Lady, you literally pinned this man to a table at the start of the season and you are his second in command. You know all his secrets. You have access to everything. You have the power to take him down. You have the power to save Adrien. You are an awful, awful mother figure who put Gabriel's wants above Adrien's needs right up to the very end. Did you even think you had a chance to fire that cross bow or was this just another, "I'm totally helping" feel good moment to assuage your guilty conscious before you died?
And Amelie. Oh, Amelie. If you hate what Colt did to your son, then why are you idly standing by while Gabriel does the same thing to your nephew? You know that Felix has the peacock, so he's safe from being snapped. Why aren't you encouraging him to help Adrien? Or, if you want to keep protecting Felix, then why don't YOU go to Ladybug and Chat Noir and tell them that Gabriel is behind everything? Surely you have to know that Felix isn't safe as long as Gabriel has all those miraculous, right? Gabriel knows that you and your son know everything. A terrorist knows that you're a chink in his armor. Why aren't you terrified by that?

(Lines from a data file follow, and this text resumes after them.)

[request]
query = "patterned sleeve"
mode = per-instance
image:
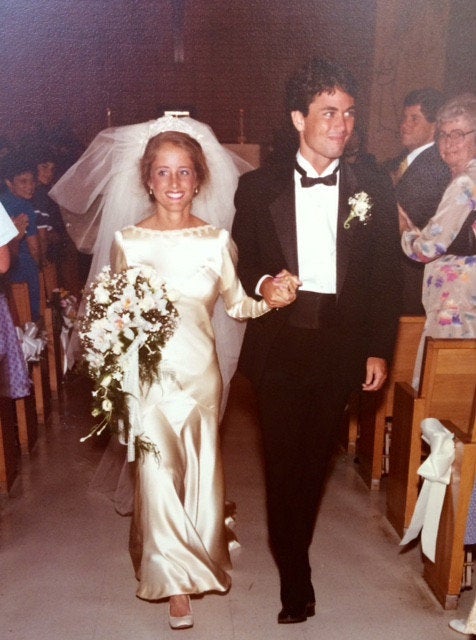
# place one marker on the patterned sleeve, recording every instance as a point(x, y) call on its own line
point(432, 241)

In summary: yeah, Marinette should tell Adrien. It's totally fair to be mad at her. But dear God, she should never have been put in a position where she needed to tell him because one of these four should have done it long before the end of season five! The fact that Marinette was put in this position in the first place is terrible, nonsensical, illogical writing. So go ahead and be mad at Marinette, but you sure as shit better be just as mad at the people who knew everything and did nothing, leaving a teenage girl to face it all alone while bearing the safety of the world on her shoulders.